Ce n’est que le premier tour – mais il est vrai après les innombrables « tours » des primaires et de la présidentielle. Les Français sont las de voter encore et toujours pour dire Ça va pas ! « en même temps » que Ça peut changer ! Un an que cela dure… De quoi comprendre l’abstention massive – pas due seulement au trop beau temps de juin.

Partexit : l’exit des partis tradi. « ET droite ET gauche » est-il dialectique ou harmonie des contraires ? « En même temps » est une façon de voir : soit dynamique (thèse-antithèse-synthèse), soit immobile (les deux faces d’une même réalité, le yin dans le yang et réciproquement). L’ambiguïté du Mouvement fait son attrait auprès des déboussolés du cigare, qui se demandent si droite et gauche signifient encore quelque chose.

A mon avis, oui, c’est le socialisme qui est mort, pas la gauche. Droite et gauche sont deux tempéraments différents, suscités par deux positions sociologiques qui luttent pour le pouvoir. Mais force est de constater que le régime semi-présidentiel français ressemble en pratique (depuis la réforme Jospin-Chirac du quinquennat) au régime purement parlementaire anglais : là-bas le parti qui gagne emporte tout et nomme son Premier ministre; ici le président qui gagne emporte tout et façonne son propre parti hégémonique.

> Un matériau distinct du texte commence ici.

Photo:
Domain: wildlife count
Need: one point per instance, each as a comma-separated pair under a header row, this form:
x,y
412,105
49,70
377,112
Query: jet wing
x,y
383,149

La participation est historiquement basse (49%) parce que le sentiment de tous est que tout est déjà joué, une bonne fois jusqu’à la prochaine élection. Balayés les partis hier « de gouvernement » (le socialisme est réduit à presque rien) ; balayés les caciques blanchis dans la langue de bois et le groupisme de secte (les Cambadélis, Hamon, Duflot, Filipetti, probablement Belkacem) ; balayés les archontes du PS, les minables frondeurs et les gourous de la gauche « morale », tout comme les caciques de LR (Guaino, Yade, probablement NKM) et les impuissants à changer la donne (l’ère Sarkozy a beaucoup déçu…). Ce n’est pas un Baroin à la diction monotone qui va réenchanter la droite.

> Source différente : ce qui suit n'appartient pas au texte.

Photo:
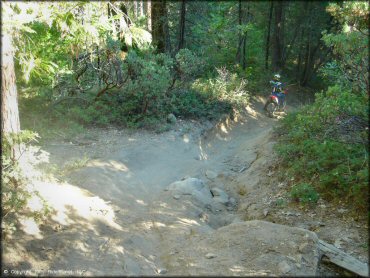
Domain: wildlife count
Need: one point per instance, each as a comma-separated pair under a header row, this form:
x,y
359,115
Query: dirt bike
x,y
275,103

Ceux qui ne se sont pas déplacés ont démissionné de la politique, montrant ainsi combien ils méprisent le Parlement – pourtant le lieu démocratique où un débat rationnel peut se dérouler dans les formes. Ce sont surtout – qui cela peut-il étonner ? – les partisans de la France insoumise et du Front national qui sont « allés à la pêche » plutôt qu’aller voter. On les comprend, ces autoritaires adeptes du chef (duce ou caudillo) n’ont que faire des « parlotes » parlementaires ! Leur politique se réduit à la présidentielle (vécue comme un coup de force) et à la rue (lieu de toutes les récupérations « populaires »). Ils n’aiment pas la démocratie parlementaire ; ils lui préfèrent la démagogie populiste. Pourquoi les créditer encore de vertu ?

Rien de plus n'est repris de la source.